Egypt’s stock exchange is currently, after the Johannesburg Stock Exchange, the second-most active on the African continent. Just last week, the daily volume on the exchange totalled EUR 75.9 million. The second most active market was in Casablanca with a daily volume of EUR 6.2 million. That is significantly down from the previous week, when the daily trading volume in Casablanca totalled EUR 12.5 million.
However, few shares are being actively traded on the Egyptian exchange. One of the most active shares was recently Egyptian Housing Development & Reconstruction (EHDR). Consider that in Cairo, just 0.2% of the market capitalisation of all stocks (EUR 36.9 billion) were traded every day last week. In Casablanca, the ratio was at just 0.01%, in Nairobi at 0.04% and in Lagos at 0.006%.

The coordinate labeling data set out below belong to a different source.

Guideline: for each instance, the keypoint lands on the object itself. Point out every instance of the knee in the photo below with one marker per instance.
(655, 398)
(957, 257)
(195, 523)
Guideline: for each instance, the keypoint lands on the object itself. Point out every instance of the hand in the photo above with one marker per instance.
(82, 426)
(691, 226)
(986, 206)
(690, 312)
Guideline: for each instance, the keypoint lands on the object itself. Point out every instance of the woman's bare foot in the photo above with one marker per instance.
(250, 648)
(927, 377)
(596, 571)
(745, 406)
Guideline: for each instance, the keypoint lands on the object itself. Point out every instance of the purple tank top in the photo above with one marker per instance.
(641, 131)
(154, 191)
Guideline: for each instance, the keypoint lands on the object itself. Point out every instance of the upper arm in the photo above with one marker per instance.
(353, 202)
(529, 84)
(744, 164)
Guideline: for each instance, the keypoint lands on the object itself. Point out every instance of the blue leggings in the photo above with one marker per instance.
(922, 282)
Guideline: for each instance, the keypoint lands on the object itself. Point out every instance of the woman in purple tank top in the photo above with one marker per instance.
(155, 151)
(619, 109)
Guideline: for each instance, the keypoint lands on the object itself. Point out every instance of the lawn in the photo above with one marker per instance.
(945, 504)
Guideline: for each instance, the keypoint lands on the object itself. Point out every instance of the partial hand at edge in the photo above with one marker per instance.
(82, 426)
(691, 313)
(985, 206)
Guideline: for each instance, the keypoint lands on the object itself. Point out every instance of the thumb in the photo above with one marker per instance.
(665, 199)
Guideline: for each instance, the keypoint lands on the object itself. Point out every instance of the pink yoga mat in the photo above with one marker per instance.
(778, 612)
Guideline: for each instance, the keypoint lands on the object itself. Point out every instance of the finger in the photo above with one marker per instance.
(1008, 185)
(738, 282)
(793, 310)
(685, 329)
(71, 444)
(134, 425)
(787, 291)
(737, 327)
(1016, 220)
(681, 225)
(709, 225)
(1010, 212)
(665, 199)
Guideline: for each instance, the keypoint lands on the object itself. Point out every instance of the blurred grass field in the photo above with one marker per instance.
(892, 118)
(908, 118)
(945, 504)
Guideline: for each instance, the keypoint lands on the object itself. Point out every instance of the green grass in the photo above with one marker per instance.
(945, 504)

As the example of Casablanca reflects, trading volumes on several African stock exchanges have been quite volatile as they are lacking active traders. On the stock exchange in Tunis, there was just EUR 1.2 million in daily volume last week but as much as EUR 28.6 million the week before. In Mauritius, it went up to EUR 2.2 million last week from EUR 0.6 million the week before.
Moroccan paper producer Med Paper (ISIN: MA0000011447) is coming back strong. The stock price gained 57.9% since the beginning of the year to MAD 31.48 (EUR 2.92) from its year low of MAD 19.93 on 11 March. It seems that investors are betting on a better economy in the kingdom.
In August, Med Paper announced an almost doubling of sales during the first half of 2022. These rose to MAD 64.5 million (EUR 6 million) from MAD 33.1 million the year before. However, the company did not release its earnings for the period. Med Paper also said net debt dipped to MAD 114.8 million (EUR 10.6 million) in the first half from MAD 115.25 million (EUR 10.7 million) the year before.
Med Paper is a cyclical share. In 2021, when the African economy was depressed by the Corona pandemic, its share struggled as its price largely depends on economic growth. On 24 December, Med Paper fell to MAD 20.71 from as much as 33.59 on 4 November. This was a decline of 38.3%. As the economic outlook is uncertain due to the geopolitical situation, we expect Med Paper’s share to remain volatile for the time being.